Однако к Рождеству 1933 года Хайдеггер чувствовал себя в роли публичного национал-социалистического философа не так уверенно, как ожидал. Если верить его словам, в зимние каникулы он решил уйти с поста ректора в конце следующего семестра. Так он и сделал, написав заявление об отставке 14 апреля 1934 года. После этого, как сам позже утверждал, он уже не имел ничего общего с нацизмом. Он даже решился на небольшой бунт, вернув оригинальное посвящение Гуссерлю в издание «Бытия и времени» 1935 года. По его утверждению, новая позиция далась ему дорогой ценой, поскольку с тех пор и до конца войны за ним следили и его преследовали со стороны партийных функционеров.

Хайдеггер ненавидел говорить об этом периоде, и ни одно из его объяснений происходившего в 1933 году не было удовлетворительным. В 1945 году он написал небольшую статью, посвященную этому вопросу, озаглавленную «Ректорат 1933/34: факты и мысли». В ней он признался, что на короткое время увидел в партии «возможность внутреннего самосозерцания и обновления народа, а также путь к раскрытию его исторически-западного предназначения». Затем Хайдеггер, по его словам, увидел свою ошибку и выпутался. Смысл эссе можно сформулировать так: «Ой, я и не думал быть нацистом». Хайдеггеру была выгодна эта кажущаяся наивность. Когда в 1945 году французский писатель Фредерик де Товарницки ослабил оборону Хайдеггера бутылкой хорошего вина и задал прямой вопрос – «почему?», тот наклонился к французу и тоном человека, торжественно раскрывающего секрет, произнес: «Dummheit». Он повторил это слово еще раз, еще более выразительно. «Dummheit». Глупость. Подразумевалось, что его худшим недостатком была оторванность от жизни. Он убедил даже великодушного Ясперса, который после войны назвал Хайдеггера 1933 года «мечтательным мальчиком» – ребенком, который оказался втянут в события, слишком сложные для его понимания.

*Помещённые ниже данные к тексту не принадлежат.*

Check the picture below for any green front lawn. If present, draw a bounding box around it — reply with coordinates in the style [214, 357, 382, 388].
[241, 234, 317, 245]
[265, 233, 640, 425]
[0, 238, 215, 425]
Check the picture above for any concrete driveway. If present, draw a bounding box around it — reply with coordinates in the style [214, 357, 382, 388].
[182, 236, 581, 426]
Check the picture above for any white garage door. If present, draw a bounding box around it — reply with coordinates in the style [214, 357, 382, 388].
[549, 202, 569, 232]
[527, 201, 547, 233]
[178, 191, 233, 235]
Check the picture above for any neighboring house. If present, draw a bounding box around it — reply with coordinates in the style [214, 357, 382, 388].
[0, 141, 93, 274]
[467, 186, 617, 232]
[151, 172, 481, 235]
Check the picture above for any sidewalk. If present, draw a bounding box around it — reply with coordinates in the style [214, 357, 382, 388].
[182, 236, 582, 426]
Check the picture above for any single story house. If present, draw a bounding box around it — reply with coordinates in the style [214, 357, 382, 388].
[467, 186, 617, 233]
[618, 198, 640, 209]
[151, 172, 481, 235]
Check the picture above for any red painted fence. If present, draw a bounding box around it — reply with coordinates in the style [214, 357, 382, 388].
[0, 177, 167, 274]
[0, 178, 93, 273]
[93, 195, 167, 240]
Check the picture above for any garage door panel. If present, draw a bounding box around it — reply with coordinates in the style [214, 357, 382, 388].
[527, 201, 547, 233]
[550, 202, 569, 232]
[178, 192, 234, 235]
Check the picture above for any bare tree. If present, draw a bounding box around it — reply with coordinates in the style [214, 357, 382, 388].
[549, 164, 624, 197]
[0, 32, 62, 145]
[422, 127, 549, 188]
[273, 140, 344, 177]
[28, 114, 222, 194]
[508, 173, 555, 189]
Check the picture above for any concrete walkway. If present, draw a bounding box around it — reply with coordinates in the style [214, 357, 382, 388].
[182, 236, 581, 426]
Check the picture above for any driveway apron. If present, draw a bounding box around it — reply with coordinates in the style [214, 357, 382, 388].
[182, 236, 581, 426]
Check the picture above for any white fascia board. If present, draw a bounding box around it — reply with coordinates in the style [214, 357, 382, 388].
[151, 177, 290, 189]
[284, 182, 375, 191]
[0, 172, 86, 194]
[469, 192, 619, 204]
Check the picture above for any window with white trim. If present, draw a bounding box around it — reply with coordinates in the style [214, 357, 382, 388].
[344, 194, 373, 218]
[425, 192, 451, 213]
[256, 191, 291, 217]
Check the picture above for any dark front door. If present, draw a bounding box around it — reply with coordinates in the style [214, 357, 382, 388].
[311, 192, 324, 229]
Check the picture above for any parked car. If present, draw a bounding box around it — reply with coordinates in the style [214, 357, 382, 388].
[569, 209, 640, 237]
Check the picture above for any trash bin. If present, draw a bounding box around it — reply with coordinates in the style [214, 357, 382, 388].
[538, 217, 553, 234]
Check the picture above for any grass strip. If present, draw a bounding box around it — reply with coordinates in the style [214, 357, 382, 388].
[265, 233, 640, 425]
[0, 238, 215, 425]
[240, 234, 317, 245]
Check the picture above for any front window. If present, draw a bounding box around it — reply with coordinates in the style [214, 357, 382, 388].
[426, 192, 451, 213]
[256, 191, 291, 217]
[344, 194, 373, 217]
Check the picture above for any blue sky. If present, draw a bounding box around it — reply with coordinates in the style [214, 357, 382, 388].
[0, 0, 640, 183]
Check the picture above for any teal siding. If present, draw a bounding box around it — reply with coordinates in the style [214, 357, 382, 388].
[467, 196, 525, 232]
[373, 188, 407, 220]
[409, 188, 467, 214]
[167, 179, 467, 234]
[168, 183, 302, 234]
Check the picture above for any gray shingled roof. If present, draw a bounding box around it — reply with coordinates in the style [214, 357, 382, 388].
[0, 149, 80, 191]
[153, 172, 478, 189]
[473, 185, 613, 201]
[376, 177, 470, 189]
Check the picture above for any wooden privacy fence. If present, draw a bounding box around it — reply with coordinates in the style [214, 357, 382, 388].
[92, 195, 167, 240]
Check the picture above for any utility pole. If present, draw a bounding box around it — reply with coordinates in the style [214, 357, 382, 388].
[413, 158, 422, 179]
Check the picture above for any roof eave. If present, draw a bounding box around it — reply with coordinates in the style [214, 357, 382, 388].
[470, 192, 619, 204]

В действительности все обстоит совсем иначе. Во-первых, Хайдеггер явно сохранял нацистские симпатии еще долгое время после своей отставки. В августе 1934 года он представил в Министерство науки и образования планы предлагаемой им философской академии в Берлине, своего рода городской версии лагерей Тодтнауберг, в которых преподаватели и студенты жили бы вместе и занимались «научной работой, отдыхом, упражнениями, военными играми, физической работой, прогулками, спортом и празднествами» под руководством «политически безопасных» профессоров и директора, то есть национал-социалистов. Предложение Хайдеггера отклонили, но вовсе не из-за отсутствия энтузиазма в его планах. Два года спустя, когда в 1936 году он поехал в Рим, чтобы прочитать лекцию о поэте Фридрихе Гёльдерлине, он все еще носил на лацкане нацистскую булавку и не снимал ее, даже осматривая достопримечательности в компании своего бывшего студента Карла Левита, наполовину еврея. Левит был возмущен: независимо от взглядов Хайдеггера ему ничто не мешало снять значок хотя бы ради комфорта своего спутника.

Это был не единственный случай, когда Хайдеггер проявлял подобную черствость в общении с людьми. Философ Макс Мюллер, который учился у Хайдеггера и работал его ассистентом, в 1937 году попал в неприятности с режимом за написание политических статей и работу в католической молодежной группе. Проректор Фрайбурга Теодор Маунц сообщил Мюллеру, что к Хайдеггеру обратились за отчетом о поведении его студента, и тот дал ему в целом хорошую оценку «как человеку, педагогу и философу». Однако, с другой стороны, он включил замечание о том, что Мюллер относится к государству отрицательно. Одно такое предложение означало верную смерть. «Иди к нему и попроси это убрать, – сказал Маунц Мюллеру. – Все будет в порядке, если он вычеркнет это предложение».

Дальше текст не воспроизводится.